Distributed Computation

  • We can use the rasterazation and crop methods to distriubte the workload.
  • Imagine a 1m resultion of entire Israel is about 20 GB.
  • Imagine that you have hundereds of these rasters, and you need to read each of the pixels.

Before we continue some backgroud

Cloud Optimized GeoTIFF

A Cloud Optimized GeoTIFF (COG) is a regular GeoTIFF file, aimed at being hosted on a HTTP file server, with an internal organization that enables more efficient workflows on the cloud.

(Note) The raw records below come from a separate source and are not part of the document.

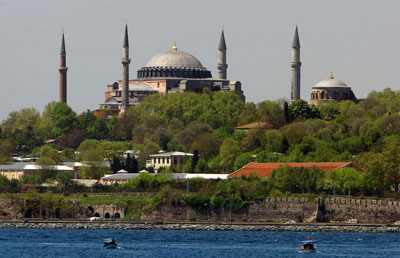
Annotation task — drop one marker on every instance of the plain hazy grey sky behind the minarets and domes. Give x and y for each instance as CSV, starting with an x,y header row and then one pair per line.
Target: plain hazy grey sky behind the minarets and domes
x,y
357,40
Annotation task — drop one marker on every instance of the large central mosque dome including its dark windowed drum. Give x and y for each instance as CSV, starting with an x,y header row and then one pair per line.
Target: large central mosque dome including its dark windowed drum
x,y
174,63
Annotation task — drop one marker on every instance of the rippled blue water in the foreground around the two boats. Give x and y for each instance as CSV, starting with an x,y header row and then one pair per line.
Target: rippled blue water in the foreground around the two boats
x,y
192,244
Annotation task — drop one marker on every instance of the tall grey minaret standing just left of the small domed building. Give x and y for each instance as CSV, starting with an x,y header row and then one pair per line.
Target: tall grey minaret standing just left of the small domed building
x,y
295,67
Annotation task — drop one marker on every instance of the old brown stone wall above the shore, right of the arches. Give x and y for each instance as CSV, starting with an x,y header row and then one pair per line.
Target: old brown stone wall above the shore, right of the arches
x,y
280,210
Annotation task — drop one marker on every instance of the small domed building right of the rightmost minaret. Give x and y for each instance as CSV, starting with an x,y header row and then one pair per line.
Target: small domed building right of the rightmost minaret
x,y
331,90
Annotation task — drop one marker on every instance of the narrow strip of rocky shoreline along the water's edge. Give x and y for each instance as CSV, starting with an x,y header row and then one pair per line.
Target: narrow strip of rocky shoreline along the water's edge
x,y
112,225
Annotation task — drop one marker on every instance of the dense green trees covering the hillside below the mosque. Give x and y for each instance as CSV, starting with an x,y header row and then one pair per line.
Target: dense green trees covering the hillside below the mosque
x,y
367,133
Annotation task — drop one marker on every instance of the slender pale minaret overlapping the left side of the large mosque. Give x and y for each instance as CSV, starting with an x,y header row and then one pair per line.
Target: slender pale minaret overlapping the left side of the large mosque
x,y
125,72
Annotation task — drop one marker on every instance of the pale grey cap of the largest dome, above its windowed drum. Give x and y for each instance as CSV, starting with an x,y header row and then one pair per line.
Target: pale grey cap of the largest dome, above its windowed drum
x,y
174,58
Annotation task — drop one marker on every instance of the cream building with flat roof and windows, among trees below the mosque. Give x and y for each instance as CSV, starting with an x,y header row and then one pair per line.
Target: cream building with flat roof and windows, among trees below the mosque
x,y
174,159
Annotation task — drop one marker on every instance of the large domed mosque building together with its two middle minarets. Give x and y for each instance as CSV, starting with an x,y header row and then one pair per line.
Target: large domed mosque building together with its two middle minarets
x,y
168,72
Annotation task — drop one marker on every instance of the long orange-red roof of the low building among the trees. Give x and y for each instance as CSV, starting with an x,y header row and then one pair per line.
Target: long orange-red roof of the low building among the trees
x,y
266,169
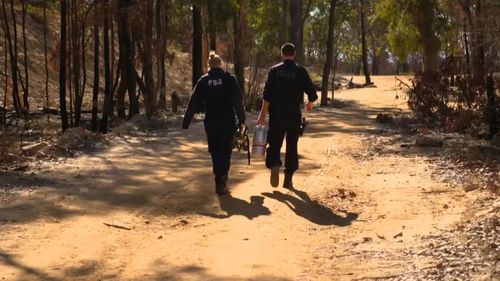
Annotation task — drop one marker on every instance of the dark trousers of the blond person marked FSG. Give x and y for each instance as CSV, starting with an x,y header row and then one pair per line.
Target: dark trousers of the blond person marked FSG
x,y
220,145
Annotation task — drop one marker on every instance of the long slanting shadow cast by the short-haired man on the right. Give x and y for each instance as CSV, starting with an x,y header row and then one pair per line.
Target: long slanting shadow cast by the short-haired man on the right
x,y
311,210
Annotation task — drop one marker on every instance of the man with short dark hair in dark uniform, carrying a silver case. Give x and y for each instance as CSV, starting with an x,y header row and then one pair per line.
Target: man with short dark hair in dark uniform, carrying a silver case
x,y
283,96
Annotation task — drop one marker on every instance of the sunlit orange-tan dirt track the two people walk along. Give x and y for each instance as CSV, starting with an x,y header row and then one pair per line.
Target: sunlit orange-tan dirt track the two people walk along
x,y
352,213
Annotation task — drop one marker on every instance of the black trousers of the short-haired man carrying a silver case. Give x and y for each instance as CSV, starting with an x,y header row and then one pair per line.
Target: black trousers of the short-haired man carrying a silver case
x,y
275,136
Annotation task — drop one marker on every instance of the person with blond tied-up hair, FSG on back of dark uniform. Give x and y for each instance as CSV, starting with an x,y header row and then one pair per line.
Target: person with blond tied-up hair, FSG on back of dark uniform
x,y
218,94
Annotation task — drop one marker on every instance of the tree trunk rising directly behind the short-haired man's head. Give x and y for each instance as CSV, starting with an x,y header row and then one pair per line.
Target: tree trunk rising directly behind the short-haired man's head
x,y
297,29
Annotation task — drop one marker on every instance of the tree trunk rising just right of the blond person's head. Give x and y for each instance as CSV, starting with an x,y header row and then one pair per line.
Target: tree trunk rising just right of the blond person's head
x,y
239,35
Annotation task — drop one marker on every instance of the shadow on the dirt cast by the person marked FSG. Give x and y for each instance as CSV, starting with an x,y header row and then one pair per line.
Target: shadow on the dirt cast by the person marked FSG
x,y
237,207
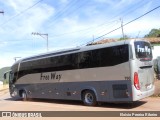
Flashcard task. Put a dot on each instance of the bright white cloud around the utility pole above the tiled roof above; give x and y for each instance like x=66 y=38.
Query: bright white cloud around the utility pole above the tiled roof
x=141 y=26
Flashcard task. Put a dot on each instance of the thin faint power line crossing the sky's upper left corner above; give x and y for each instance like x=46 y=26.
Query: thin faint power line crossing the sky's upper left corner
x=22 y=12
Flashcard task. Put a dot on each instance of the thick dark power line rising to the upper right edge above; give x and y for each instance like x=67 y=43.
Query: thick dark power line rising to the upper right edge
x=128 y=22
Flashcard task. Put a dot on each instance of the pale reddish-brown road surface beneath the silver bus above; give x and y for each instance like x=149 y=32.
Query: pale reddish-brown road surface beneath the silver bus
x=9 y=104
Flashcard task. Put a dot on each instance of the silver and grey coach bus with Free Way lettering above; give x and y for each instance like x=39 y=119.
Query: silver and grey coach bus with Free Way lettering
x=113 y=72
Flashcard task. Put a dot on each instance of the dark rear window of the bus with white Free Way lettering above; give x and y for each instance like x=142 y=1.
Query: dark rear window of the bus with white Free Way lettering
x=143 y=50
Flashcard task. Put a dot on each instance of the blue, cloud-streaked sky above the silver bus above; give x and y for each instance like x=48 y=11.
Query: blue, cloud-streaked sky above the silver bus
x=68 y=23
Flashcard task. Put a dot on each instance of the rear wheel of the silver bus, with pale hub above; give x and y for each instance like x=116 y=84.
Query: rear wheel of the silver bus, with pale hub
x=89 y=98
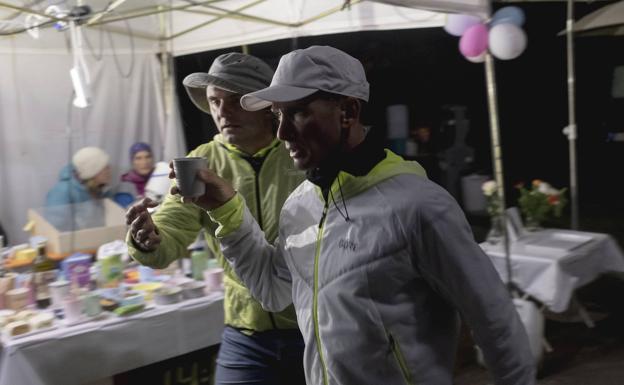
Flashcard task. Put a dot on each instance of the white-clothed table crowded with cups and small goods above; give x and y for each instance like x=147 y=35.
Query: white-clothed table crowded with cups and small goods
x=86 y=318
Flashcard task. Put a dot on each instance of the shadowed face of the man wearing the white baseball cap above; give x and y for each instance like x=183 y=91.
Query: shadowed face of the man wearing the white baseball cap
x=310 y=128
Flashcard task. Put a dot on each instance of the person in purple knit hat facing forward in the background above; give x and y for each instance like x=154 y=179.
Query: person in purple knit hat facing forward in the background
x=142 y=167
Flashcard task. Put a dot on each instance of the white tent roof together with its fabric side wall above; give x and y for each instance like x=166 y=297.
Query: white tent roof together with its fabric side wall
x=132 y=101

It does this by leveraging the ability of clients issuing HTTP GET range requests to ask for just the parts of a file they need.1

We use COGs to enable distributed computation:

  • We split the workload to region.
  • Each worker using COG will fetch only the data it needs.
  • We destribute the workers on a cluster (they share nothing)
In [23]:
from telluric.vectors import generate_tile_coordinates

list_of_regions = list(generate_tile_coordinates(rs.footprint(), num_tiles=(10,10)))

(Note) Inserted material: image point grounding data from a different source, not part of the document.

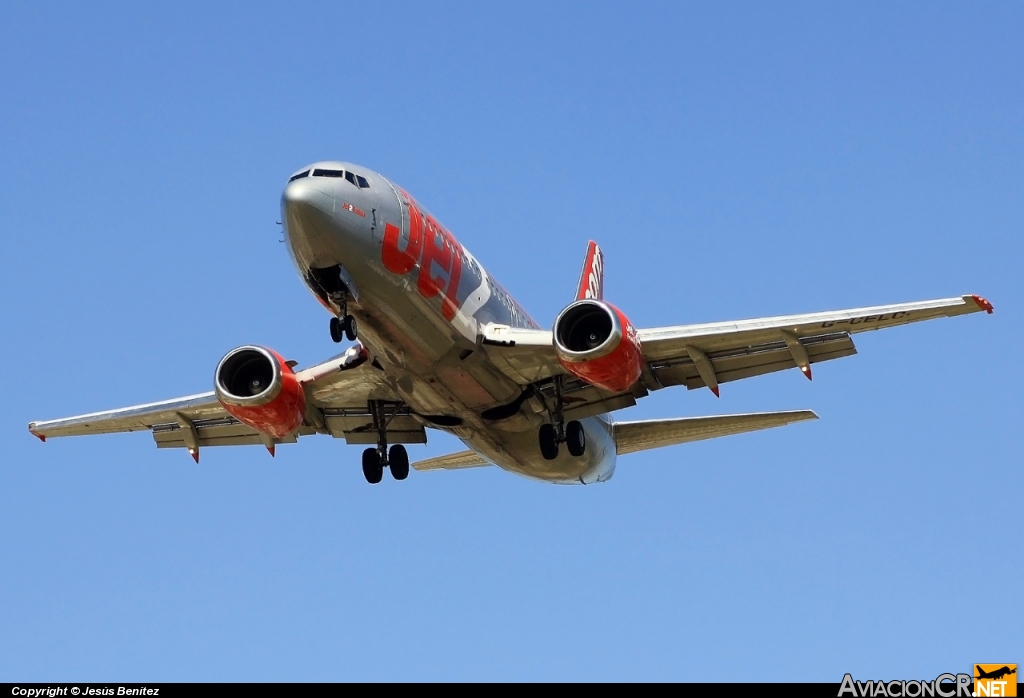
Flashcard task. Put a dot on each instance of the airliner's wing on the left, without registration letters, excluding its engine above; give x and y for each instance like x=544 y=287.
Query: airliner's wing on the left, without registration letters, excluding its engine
x=337 y=394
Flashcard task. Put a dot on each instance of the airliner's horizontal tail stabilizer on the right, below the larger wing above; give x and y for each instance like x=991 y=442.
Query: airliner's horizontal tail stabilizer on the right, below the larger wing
x=634 y=437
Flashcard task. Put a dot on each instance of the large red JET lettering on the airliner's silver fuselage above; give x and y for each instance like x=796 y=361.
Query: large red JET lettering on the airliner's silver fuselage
x=438 y=252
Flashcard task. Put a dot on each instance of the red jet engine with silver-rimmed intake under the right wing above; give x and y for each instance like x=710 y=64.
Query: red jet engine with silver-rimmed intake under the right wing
x=598 y=344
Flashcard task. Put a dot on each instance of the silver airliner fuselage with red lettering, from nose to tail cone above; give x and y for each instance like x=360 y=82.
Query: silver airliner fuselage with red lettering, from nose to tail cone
x=419 y=308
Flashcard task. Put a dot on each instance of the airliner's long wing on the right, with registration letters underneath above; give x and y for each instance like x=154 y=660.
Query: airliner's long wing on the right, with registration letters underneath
x=708 y=355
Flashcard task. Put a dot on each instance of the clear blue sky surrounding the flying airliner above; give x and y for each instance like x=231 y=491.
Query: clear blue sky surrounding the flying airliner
x=733 y=160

# This line is to visualize and not required  
tl.FeatureCollection(tl.GeoFeature(tile, {}) for tile in list_of_regions)
/home/guyd/pEnvs/telluric-dev/local/lib/python3.5/site-packages/telluric/plotting.py:141: UserWarning: Plotting a limited representation of the data, use the .plot() method for further customization
  "Plotting a limited representation of the data, use the .plot() method for further customization")
Out[23]:
In [24]:
chunk0 = rs.crop(list_of_regions[17])
chunk0
Out[24]:
In [25]:
def worker(raster_filename, roi):
     raster = tl.GeoRaster2.open(raster_filename) #Lazy loading of the raster
     chunk0 = raster.crop(roi)
     return chunk0.image.max()

import dask.multiprocessing, dask
RASTER_URL="https://github.com/mapbox/rasterio/raw/master/tests/data/rgb_deflate.tif"
items = [dask.delayed(worker)(RASTER_URL, roi) for roi in list_of_regions]

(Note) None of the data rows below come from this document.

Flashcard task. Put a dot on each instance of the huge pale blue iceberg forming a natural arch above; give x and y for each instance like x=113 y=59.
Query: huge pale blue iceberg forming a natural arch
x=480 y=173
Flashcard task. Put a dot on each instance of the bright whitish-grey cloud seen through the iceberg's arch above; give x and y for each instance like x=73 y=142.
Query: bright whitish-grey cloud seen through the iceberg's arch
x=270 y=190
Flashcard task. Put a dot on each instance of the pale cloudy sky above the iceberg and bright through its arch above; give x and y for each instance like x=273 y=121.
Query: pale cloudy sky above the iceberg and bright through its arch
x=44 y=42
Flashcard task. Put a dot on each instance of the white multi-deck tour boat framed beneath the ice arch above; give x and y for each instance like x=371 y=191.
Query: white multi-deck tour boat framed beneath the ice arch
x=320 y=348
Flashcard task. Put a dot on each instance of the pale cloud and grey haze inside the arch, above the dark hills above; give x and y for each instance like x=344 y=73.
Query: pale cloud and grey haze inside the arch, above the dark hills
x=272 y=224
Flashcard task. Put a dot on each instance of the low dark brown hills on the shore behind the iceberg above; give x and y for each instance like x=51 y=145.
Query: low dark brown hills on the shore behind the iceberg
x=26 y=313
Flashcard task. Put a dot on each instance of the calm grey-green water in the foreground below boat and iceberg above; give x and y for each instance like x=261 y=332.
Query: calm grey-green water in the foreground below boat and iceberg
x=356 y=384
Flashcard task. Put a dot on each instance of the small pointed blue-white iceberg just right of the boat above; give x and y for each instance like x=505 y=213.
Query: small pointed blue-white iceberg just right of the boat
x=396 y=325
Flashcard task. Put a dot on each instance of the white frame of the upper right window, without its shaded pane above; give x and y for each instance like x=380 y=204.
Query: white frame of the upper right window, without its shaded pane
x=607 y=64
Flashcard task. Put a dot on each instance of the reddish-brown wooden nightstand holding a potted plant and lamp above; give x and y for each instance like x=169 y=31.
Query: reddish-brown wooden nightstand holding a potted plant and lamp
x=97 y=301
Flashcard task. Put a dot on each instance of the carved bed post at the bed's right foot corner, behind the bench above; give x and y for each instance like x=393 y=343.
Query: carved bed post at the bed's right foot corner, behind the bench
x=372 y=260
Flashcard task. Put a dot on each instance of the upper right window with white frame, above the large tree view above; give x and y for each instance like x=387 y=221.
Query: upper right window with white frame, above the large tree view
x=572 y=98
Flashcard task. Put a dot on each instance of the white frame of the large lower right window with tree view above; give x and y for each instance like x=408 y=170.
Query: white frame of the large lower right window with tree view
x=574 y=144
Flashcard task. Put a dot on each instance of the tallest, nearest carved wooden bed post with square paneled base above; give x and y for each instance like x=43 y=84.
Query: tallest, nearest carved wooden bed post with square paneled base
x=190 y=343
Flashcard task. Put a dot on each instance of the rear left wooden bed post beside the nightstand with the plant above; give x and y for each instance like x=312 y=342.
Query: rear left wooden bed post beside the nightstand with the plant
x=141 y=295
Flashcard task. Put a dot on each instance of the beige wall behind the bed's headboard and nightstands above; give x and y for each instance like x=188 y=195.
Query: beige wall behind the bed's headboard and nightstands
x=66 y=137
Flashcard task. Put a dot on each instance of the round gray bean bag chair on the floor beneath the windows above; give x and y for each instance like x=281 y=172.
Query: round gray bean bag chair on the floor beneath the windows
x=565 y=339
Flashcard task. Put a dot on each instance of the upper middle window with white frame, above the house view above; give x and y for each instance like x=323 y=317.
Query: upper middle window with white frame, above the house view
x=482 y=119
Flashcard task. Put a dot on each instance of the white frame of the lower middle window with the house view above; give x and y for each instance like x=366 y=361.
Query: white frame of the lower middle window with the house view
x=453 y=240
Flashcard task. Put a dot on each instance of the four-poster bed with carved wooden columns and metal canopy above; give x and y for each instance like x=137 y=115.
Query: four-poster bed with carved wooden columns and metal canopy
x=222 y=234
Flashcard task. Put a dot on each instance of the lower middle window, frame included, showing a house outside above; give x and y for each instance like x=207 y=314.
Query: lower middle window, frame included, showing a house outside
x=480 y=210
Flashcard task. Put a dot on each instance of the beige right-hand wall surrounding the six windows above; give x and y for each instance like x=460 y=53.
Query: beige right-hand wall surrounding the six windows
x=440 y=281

maxs = dask.compute(*items, get=dask.multiprocessing.get)
In [26]:
from numpy.ma.core import MaskedConstant

max([val for val in maxs if not isinstance(val,MaskedConstant)])
Out[26]:
255

4. Internal uses at Satellogic

  • Visualize the captures from our satellites
  • Estimate the coverage and do area computations
  • Large scale geospatial raster and vector data ingestion and manipulation

5. Future work

  • 🐛 List of issues https://github.com/satellogic/telluric/issues
  • Better visualization (good performance, unified approach)
  • Simpler constructors for objects
  • Better handling of corner cases (specially the antimeridian)
  • More advanced geometrical operations (such as geodesic buffering)
  • ...Surprises